Mistakes and Lessons Learned: The price of our soul

We should beat ourselves at this section since we should know better. At one point, we were ahead by almost 15%, a number that is too good to be true. Had we done our homework and stick to our principles, we would have performed much better.

Our mistake was not selling when the market valuation is too frothy. Now, before we explain further; we divide the companies that we invest in into two general categories: Cheap companies based on book value and cheap companies based on future potential.

Generally, we would hold cheap companies because they are doing badly, management are abusing the shareholders, it is doing an average business (without moat) or because they are cyclical companies. How do you assess the cheapness? We rely mostly on the book value. There are debates of why book value is not an accurate measure, we are aware of that. However, that is fine with us because we generally incorporate a wide margin of safety in this type of company. We are betting that the cheapness based on book value would not persist. The reason is because we think somebody will realize sometime in the future that they can extract more value from the company, and that would revert the valuation to normalcy. That is a huge leap of faith. In this kind of company, we would need to be disciplined and sell our position once the company hit the level close to the fair value.

The second type of business is the business that has wide moat. These are the rock stars of the stock market, or maybe the unicorn of the investment world. We live to find this type of companies. The company is prized for its ability to compound and maintain its competitive advantage, and little doubt exists of its ability to maintain and grow its cash flow in the future. Usually this kind of company is sold for premium. It is often to find them trading much higher than the book value. For this company, the book value doesn’t matter a lot because in few years, it will earn much to justify its valuation anyway.

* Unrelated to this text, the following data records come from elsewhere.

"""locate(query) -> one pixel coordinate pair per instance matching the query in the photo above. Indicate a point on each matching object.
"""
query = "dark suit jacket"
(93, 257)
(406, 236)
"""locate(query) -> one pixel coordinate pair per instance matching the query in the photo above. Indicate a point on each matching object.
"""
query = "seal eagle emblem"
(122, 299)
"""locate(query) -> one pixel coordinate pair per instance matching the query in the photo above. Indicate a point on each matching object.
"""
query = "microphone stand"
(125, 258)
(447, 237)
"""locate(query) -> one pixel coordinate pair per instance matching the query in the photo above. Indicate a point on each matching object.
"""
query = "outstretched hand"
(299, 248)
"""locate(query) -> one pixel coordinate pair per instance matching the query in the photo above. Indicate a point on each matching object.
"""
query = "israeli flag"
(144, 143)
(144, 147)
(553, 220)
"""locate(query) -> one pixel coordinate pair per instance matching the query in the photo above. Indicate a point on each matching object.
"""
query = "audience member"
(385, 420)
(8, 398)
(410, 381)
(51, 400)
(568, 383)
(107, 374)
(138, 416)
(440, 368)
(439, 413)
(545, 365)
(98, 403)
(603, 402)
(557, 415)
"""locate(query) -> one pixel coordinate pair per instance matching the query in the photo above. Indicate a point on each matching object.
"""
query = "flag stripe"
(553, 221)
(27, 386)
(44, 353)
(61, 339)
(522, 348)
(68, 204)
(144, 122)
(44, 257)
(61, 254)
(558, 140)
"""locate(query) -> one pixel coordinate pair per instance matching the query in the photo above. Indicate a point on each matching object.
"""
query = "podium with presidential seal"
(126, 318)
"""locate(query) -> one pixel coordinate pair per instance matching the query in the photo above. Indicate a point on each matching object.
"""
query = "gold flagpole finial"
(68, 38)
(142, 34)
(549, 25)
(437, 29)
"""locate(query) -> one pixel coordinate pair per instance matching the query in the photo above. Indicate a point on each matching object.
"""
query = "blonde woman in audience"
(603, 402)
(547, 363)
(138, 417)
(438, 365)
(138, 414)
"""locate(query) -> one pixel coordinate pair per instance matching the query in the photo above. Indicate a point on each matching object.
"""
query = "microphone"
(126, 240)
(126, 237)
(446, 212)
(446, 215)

In this kind of investment, we should not sell it just because we bought it at 2x book value and it is now trading at 5x book value.

The difference between the two types of companies highlights our first mistake. One of our holdings went from 1x BV to 2.2x BV. The thing is, when the price went up so much, we were trapped by our own misjudgment. Originally we thought this is a company with a good moat, good management, low scalability, high capex, and cyclical earning. We think we are find paying up to 1.5x BV. However, when it overshot our target, we adjusted our opinion of the business. We substituted our analysis and conviction with what the market told us what the company was worth. Suddenly, this average next door girl, powered by magic of Mr.Market, transformed into the hot magazine cover girl. Our opinion of the girl was disoriented. There is slight possibility that the fundamental of the business have changed, but at that time, (we know exactly with the benefit of hindsight), that we were wrong. We are trapped by Mr. Market’s sirene.

As the result, we upgraded this company from the first category to the second category. Therefore, our valuation of the company went higher. What was our reason to do so? Nothing but the seven deadly words of investing (as said by Aswath Damodaran): “They must know something I don’t know.”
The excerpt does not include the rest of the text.